Yamazaki Koji, Kawauchi Shigeto, Okamoto Masaki, Tanabe Kazuhiro, Hayashi Chihiro, Mikami Mikio, Kusumoto Tetsuya
Department of Thoracic Surgery, National Hospital Organization Kyushu Medical Center, Chuo-ku, Fukuoka 810-0065, Japan.
Department of Pathology, Clinical Research Centre, National Hospital Organization Kyushu Medical Centre, Chuo-ku, Fukuoka 810-0065, Japan.
Cancers (Basel). 2025 Apr 27;17(9):1474. doi: 10.3390/cancers17091474.
Lung cancer is among the most prevalent and fatal cancers worldwide. Traditional diagnostic methods, such as computed tomography, are not ideal for screening due to their high cost and radiation exposure. In contrast, blood-based diagnostics, as non-invasive approaches, are expected to reduce patient burden, thereby increasing screening participation and ultimately improving survival rates. However, conventional tumor markers have shown limited effectiveness in early detection.
We recruited 199 patients with lung cancer and 590 healthy volunteers. Nine tumor markers (CEA, CA19-9, CYFRA, AFP, PSA, CA125, CA15-3, SCC antigen, and NCC-ST439) were analyzed, along with enriched glycopeptides (EGPs) derived from serum proteins using liquid chromatography-mass spectrometry. Machine learning models, including decision trees and deep learning approaches, were employed to develop a predictive model for accurately distinguishing lung cancer from healthy controls based on tumor markers and EGP profiles.

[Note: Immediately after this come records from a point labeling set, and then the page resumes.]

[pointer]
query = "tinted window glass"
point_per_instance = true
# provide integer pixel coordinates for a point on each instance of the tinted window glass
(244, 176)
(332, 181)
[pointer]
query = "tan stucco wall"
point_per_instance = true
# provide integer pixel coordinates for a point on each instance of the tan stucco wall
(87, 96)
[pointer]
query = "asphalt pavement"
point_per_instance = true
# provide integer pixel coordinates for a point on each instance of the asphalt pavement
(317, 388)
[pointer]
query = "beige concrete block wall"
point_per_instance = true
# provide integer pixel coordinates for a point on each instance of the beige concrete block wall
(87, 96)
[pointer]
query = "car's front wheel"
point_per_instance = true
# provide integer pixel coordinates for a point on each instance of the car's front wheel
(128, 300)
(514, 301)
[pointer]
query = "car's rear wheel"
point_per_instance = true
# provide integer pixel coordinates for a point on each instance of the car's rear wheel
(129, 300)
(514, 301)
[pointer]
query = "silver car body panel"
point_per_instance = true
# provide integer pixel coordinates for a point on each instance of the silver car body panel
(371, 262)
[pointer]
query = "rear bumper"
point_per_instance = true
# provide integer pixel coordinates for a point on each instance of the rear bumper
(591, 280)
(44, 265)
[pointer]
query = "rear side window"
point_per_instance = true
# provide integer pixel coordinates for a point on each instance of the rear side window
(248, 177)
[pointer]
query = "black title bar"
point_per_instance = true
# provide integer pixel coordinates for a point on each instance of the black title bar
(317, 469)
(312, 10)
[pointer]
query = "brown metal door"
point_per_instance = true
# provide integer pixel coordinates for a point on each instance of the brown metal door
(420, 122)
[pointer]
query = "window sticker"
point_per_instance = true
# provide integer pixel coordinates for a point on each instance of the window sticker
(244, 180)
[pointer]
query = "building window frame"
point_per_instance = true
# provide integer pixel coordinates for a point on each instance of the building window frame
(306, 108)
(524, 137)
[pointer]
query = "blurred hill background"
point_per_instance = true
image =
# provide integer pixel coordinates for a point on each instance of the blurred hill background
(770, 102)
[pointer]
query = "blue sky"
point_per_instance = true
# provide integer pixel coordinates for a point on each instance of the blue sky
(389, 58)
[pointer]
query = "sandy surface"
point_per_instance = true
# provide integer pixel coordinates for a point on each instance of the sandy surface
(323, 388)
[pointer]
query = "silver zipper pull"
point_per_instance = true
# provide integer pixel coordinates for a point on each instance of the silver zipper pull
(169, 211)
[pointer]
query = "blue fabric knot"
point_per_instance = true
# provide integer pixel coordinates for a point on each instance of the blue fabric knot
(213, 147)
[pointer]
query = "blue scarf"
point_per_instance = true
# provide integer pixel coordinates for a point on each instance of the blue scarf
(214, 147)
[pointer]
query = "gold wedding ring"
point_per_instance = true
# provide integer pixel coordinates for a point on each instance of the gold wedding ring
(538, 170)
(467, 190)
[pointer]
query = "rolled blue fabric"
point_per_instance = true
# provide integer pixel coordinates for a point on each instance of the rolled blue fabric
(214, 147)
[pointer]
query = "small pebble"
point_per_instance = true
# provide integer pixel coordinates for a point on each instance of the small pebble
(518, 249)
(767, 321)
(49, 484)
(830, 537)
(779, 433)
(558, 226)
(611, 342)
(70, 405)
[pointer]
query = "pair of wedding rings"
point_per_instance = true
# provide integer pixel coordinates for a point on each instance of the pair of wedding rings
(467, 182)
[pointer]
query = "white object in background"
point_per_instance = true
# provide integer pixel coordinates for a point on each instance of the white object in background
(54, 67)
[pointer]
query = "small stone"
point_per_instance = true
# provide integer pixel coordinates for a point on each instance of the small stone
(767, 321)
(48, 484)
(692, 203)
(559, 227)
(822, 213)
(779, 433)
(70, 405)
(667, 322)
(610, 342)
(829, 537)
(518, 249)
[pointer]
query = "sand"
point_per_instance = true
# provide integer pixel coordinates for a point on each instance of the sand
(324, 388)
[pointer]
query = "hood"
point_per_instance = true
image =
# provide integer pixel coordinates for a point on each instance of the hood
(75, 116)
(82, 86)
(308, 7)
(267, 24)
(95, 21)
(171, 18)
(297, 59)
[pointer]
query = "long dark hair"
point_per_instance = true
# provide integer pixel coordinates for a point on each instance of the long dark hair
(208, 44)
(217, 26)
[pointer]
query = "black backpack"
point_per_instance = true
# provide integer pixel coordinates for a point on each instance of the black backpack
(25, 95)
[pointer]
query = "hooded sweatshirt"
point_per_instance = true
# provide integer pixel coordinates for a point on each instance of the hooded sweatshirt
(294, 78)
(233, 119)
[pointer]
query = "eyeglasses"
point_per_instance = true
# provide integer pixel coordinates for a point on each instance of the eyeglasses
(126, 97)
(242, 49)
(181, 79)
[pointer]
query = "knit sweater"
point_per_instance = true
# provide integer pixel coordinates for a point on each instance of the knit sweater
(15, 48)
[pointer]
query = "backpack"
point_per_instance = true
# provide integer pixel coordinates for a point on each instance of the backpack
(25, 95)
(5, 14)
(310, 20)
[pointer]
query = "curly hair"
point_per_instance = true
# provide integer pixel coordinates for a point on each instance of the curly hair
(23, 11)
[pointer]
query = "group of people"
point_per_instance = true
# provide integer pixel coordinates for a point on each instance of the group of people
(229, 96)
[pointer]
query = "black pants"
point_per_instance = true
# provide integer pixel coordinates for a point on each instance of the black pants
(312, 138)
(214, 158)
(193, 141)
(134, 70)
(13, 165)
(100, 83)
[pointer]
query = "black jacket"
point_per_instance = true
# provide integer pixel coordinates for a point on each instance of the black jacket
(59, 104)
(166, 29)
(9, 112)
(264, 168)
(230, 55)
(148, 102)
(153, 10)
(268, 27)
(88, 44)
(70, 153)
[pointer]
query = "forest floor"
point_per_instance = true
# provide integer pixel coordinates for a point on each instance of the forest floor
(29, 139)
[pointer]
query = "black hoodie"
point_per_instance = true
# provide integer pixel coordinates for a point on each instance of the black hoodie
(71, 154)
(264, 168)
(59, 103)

We found that α1-antitrypsin with fully sialylated biantennary glycan, attached to asparagine 271 (AT271-FSG), and α2-macroglobulin with fully sialylated biantennary glycan, attached to asparagine 70 (MG70-FSG), could significantly distinguish between patients with lung cancer and healthy individuals. Comprehensive Serum Glycopeptide Spectra Analysis (CSGSA), integrating nine conventional tumor markers and 1688 EGPs using a machine learning model, enhanced diagnostic accuracy and achieved an ROC-AUC score of 0.935. It also identified stage I cases with an ROC-AUC of 0.914, indicating the possibility of early-stage detection. The PPV reached 2.8%, which was sufficient for practical application.
This method represents a significant advancement in cancer diagnostics, combining multiple biomarkers with cutting-edge machine learning to improve the early detection of lung cancer.

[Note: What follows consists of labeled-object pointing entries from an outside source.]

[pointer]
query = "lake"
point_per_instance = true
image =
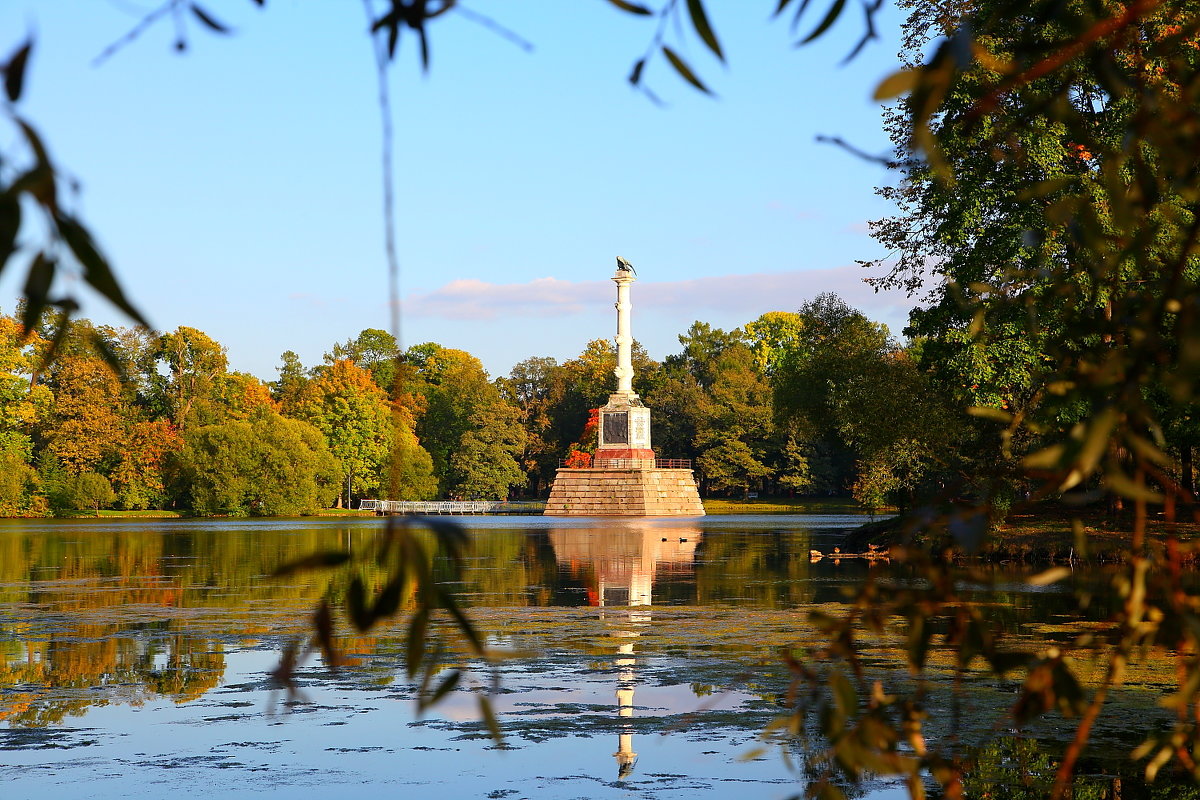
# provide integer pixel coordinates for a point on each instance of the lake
(641, 660)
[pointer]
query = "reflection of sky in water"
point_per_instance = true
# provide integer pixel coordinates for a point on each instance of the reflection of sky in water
(573, 714)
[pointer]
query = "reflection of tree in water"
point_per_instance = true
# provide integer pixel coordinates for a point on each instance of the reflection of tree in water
(1018, 768)
(762, 569)
(619, 566)
(115, 611)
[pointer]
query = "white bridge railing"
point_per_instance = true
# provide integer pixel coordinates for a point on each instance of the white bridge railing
(453, 506)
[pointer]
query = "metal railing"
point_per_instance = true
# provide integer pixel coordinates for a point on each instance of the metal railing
(628, 463)
(456, 507)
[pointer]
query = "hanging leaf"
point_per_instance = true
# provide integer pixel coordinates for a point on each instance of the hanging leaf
(37, 289)
(631, 7)
(210, 22)
(15, 71)
(829, 19)
(700, 22)
(635, 77)
(96, 270)
(897, 84)
(10, 226)
(684, 71)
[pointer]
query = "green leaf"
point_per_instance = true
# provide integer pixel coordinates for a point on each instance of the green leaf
(635, 76)
(631, 7)
(829, 19)
(10, 226)
(316, 561)
(700, 22)
(988, 413)
(15, 71)
(37, 288)
(209, 20)
(96, 270)
(684, 71)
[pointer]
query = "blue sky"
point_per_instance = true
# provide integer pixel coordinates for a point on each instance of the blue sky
(237, 186)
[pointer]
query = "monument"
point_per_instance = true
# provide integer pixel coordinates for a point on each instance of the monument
(624, 477)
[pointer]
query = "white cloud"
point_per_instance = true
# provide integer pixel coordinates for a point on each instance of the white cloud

肺癌是全球最常见且致命的癌症之一。传统的诊断方法,如计算机断层扫描,由于成本高和辐射暴露,并不适合用于筛查。相比之下,基于血液的诊断作为非侵入性方法,有望减轻患者负担,从而提高筛查参与率并最终提高生存率。然而,传统的肿瘤标志物在早期检测中的有效性有限。

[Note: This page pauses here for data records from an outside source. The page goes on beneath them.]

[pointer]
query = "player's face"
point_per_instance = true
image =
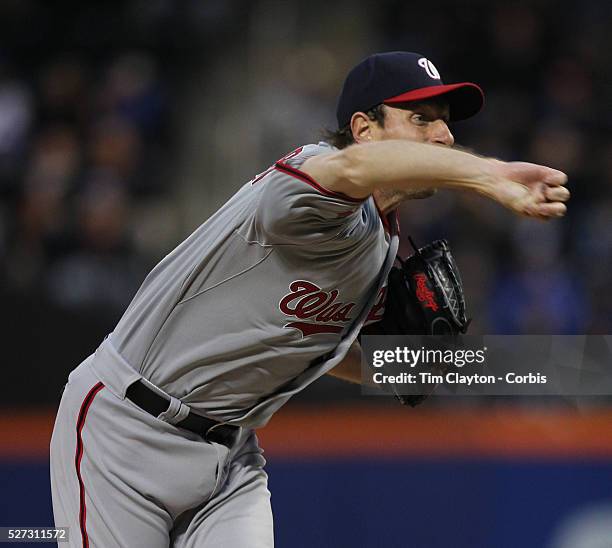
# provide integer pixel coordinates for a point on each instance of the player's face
(425, 122)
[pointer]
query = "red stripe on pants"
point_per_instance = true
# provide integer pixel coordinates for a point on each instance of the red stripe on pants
(79, 455)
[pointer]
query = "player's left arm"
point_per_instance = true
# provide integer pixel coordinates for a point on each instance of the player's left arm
(349, 369)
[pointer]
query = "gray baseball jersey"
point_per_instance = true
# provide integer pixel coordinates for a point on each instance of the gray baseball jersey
(267, 285)
(258, 302)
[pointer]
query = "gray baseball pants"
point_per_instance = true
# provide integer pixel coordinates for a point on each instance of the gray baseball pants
(121, 477)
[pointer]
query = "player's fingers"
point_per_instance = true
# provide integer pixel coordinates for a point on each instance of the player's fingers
(557, 194)
(554, 177)
(549, 210)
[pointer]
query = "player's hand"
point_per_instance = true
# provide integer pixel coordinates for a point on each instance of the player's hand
(530, 190)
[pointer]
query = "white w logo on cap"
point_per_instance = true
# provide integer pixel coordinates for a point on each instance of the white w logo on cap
(429, 67)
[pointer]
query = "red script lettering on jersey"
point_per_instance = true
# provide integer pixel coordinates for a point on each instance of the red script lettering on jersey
(308, 301)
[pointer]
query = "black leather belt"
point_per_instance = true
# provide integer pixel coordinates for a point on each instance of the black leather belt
(155, 404)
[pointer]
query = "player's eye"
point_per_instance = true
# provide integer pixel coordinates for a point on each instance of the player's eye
(419, 119)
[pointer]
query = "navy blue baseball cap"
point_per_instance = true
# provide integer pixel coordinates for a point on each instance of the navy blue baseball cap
(401, 76)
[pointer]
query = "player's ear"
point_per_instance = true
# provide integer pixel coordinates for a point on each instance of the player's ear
(361, 126)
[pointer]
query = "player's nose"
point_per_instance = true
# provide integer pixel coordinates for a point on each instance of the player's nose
(441, 134)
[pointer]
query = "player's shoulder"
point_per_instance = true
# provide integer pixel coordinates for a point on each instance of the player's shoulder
(297, 157)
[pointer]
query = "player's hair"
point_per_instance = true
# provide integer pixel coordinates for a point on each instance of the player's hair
(341, 138)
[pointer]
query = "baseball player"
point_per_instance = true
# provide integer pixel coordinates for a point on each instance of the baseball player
(154, 440)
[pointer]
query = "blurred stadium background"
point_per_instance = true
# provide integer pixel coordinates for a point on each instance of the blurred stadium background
(124, 125)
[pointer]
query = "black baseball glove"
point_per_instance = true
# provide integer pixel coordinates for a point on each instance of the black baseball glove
(424, 297)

我们招募了199名肺癌患者和590名健康志愿者。分析了九种肿瘤标志物(癌胚抗原、糖类抗原19-9、细胞角蛋白片段、甲胎蛋白、前列腺特异抗原、糖类抗原125、糖类抗原15-3、鳞状细胞癌抗原和NCC-ST439),以及使用液相色谱-质谱法从血清蛋白中提取的富集糖肽。采用包括决策树和深度学习方法在内的机器学习模型,基于肿瘤标志物和糖肽谱开发一种预测模型,以准确区分肺癌患者和健康对照。
我们发现,与天冬酰胺271相连的具有完全唾液酸化双天线聚糖的α1-抗胰蛋白酶(AT271-FSG),以及与天冬酰胺70相连的具有完全唾液酸化双天线聚糖的α2-巨球蛋白(MG70-FSG),能够显著区分肺癌患者和健康个体。综合血清糖肽谱分析(CSGSA)使用机器学习模型整合了九种传统肿瘤标志物和1688种富集糖肽,提高了诊断准确性,ROC-AUC评分为0.935。它还识别出I期病例,ROC-AUC为0.914,表明有早期检测的可能性。阳性预测值达到2.8%,足以用于实际应用。
该方法代表了癌症诊断的重大进展,将多种生物标志物与前沿的机器学习相结合,以改善肺癌的早期检测。